Nur çok çalışkan bir kadındır erkeklerin yapabileceği en zor işleri bile yapmaktadır. İşten hiç yılmamaktadır. Mustafa da bu durumdan en iyi şekilde yararlanmaktadır. Kendini kenara çekip her işi ona yaptırmaktadır.
Tüm bunlar bir tarafa Nur
geldikten sonra onu destekleyen koruyan kayın pederidir. Bütün dertlerini ona anlatmaktadır.
Onun sevgisine sığınmıştır. Kayın pederi hastadır onu tedavi için çok uğraşır. Fakat
en büyük destekçisini kayıp eder.
Kayın pederinin ölümünden
iki ay sonra tam kış başında ev yıkılır, eşyalarının birçoğu heder olur.

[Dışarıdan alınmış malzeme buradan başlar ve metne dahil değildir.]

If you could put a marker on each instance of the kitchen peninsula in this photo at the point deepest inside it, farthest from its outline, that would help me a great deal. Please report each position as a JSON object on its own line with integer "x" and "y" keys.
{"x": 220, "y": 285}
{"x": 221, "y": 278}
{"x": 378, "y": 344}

Evlerinin yanındaki kaynının evinin altına girerler fakat kaynının hanımı
onları evden dışarı atar. Nur bir kayın valide dört çocuk açıkla kalır
kocasının yakın akrabalarında bir sürü boş ev olduğu halde çocuklarla iki gece
kocasını kullandığı eski arabada kalırlar. O sırada yakın komşular telefonla
onlara ulaşır “ biz geliyoruz bekleyin” derler. Komşuları gelirler evlerinin
yarısını boşaltarak onları evlerine alırlar.
Bütün bunlar olurken Mustafa
aynı hayatına devam eder. Ev veren akrabalarının tüm yalvarmalarına karşı
vazgeçmez. Bu insanların girişimi ile sosyal yardımlaşma incelemeye gelmiş ailenin
durumunu görmüş ve aileye destek vermeyi kabul etmiş ve karara bağlamıştır.
Ancak desteğin gelmesi için evinin alt betonun yapılması gereklidir. Onu da
Mustafa bir türlü yapamamaktadır. Her şeyi hazır olduğu halde,
Mustafa Nur’a eski sevginin
binde birini bile göstermemeye başlar, Nur’un ruhsal dengesi tamamen bozulmuş
ilaç kullanır hale gelmiştir. Oysa Nur’un yaşıtları daha yeni sevgiyi tanımakta
yeni âşık olmaktadırlar. Mustafa İlkokulu zorlukla bitirmiş Nur’un kalbinde
kopan fırtınadan haberdar olması mümkün olmamaktadır. Sevgisizlik Nur'u nereye
götürür gelecek zaman içerisinde görmek mümkün olacak. Komşuları bu durumun
farkında Nur’a telkinlerde bulunmakta hayatına dikkat etmesi gerektiğini dört
çocuğu olduğu, ona bir şey olursa çocukların ortada kalacaklarını. Bu adamın bu
çocuklara sahip çıkamayacağını her birini bir köşeye savuracağını anlatmaktalar.
Nur bütün gücü ile bir
yandan evinin kurulması için uğraş verir. Öbür yandan da dört çocuk bir yaşlı
ile uğraşmaktadır.
Baba evindeki gibi
televizyonun karşısına oturup dizilerdeki o şaşalı hayatı ne seyretmeye zamanı
var nede onlara bakıp hayal kurmaya. Bazen dalıp gittiğinde “neredesin diye
sorana hiç sormayın bu televizyon değilmi beni bu hallere düşüren” demekte
Komşusu ona kızım zorun ne
idi deyip “Daha anamdan doğmadan ihtiyar oldum” türküsü ile sataşmaktadır.
Faruk Soydemir
Not: yaşanmakta olan hikayedir şahıslar ve yer kurgudur.